É neste sentido que urge a necessidade de cada país implementar políticas de regulamentação das plataformas digitais, ou a censura privada que essas plataformas estabelecem continuará acontecendo, indiscriminadamente, à mercê dos interesses estabelecidos por parlamentos que representam exclusivamente os interesses norte-americanos.
Para Alessandra Mello, essa "é a forma de controlar a informação do mundo, de maneira discricionária, sem nenhum tipo de regulamentação, controlando uma arma tão poderosa quanto a informação de acordo com os seus interesses geopolíticos".
A posição da Rússia
A Rússia expressou sua preocupação com relação às ações discriminatórias das redes sociais norte-americanas contra a mídia russa.

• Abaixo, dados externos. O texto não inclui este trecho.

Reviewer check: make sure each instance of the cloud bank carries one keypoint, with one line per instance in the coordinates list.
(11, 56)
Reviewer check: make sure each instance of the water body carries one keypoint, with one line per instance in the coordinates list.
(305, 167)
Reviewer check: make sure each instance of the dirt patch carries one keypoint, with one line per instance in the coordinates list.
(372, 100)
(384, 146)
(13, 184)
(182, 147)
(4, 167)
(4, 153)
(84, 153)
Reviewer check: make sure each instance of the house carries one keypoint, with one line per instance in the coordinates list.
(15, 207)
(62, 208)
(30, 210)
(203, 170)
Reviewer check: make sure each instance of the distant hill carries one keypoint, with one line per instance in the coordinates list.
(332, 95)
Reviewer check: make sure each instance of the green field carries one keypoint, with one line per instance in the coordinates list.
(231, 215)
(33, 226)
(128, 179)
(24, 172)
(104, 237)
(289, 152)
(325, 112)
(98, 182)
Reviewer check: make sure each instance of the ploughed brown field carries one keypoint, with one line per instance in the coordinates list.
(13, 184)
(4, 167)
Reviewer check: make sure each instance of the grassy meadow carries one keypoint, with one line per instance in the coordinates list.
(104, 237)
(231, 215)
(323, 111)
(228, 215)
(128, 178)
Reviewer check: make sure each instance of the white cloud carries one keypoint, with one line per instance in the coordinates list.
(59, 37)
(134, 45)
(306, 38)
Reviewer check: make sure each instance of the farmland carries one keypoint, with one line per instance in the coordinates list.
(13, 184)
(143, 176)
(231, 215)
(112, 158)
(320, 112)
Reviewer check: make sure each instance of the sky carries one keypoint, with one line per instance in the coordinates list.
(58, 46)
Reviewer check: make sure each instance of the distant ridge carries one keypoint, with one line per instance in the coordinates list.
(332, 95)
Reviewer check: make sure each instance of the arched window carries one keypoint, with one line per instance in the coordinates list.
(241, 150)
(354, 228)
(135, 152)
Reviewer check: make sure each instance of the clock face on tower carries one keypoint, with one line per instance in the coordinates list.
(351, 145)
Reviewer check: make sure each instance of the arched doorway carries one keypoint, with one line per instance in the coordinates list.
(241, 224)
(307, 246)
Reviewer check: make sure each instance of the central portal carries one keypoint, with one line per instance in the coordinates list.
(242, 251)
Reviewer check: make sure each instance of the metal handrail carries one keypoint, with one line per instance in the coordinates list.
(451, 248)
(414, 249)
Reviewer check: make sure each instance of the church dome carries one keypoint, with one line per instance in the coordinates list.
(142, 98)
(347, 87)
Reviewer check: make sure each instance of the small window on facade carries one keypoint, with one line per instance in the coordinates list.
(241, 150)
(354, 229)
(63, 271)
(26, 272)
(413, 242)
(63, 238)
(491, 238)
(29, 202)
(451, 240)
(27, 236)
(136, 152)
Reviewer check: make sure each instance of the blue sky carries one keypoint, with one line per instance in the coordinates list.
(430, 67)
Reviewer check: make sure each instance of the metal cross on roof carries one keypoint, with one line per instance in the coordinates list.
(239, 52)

O Ministério das Relações Exteriores do país declarou que o bloqueio de conteúdos da mídia russa pelas plataformas digitais dos EUA representa "uma censura" praticada pelos monopólios das redes sociais de acordo com a política externa do governo norte-americano.
"O governo dos EUA tenta retirar de circulação as fontes de informação que expressam opiniões diferentes dos acontecimentos em torno do mundo, que não coincidem com os pontos de vista da mídia norte-americana, reprimindo a liberdade de expressão e a democracia", ressaltou.
Outras violações de direitos
Jornalistas russos já sofreram diversas violações de direitos nos Países Bálticos como, por exemplo, em 2019, quando políticos da Lituânia solicitaram o bloqueio de conteúdos da Sputnik Lituânia. Em maio de 2019, o editor-chefe da Sputnik Lituânia, Marat Kasem, foi detido e expulso do país por cinco anos por ser considerado "uma ameaça à segurança nacional".
No final de 2019, a Sputnik Estônia foi pressionada pelas autoridades do país a encerrar suas operações. Na ocasião, as autoridades também citaram as sanções da União Europeia impostas a Dmitry Kiselev. No entanto, o próprio portal não aparece em nenhuma lista de sanções.
Em 2020, o Conselho Nacional de Comunicação Social Eletrônica da Letônia proibiu a transmissão de sete canais do grupo RT (Russia Today) baseando-se nas sanções impostas pela União Europeia (UE) contra Dmitry Kiselev, diretor-geral da agência Rossiya Segodnya.
No dia 3 de dezembro de 2020, os funcionários da Sputnik Letônia e da Baltnews, mídias pertencentes ao grupo Rossiya Segodnya, foram alvos de buscas e tiveram seus equipamentos e aparelhos de comunicação confiscados como parte de uma ação na qual são acusados de violar, com seu trabalho, o regime de sanções da União Europeia.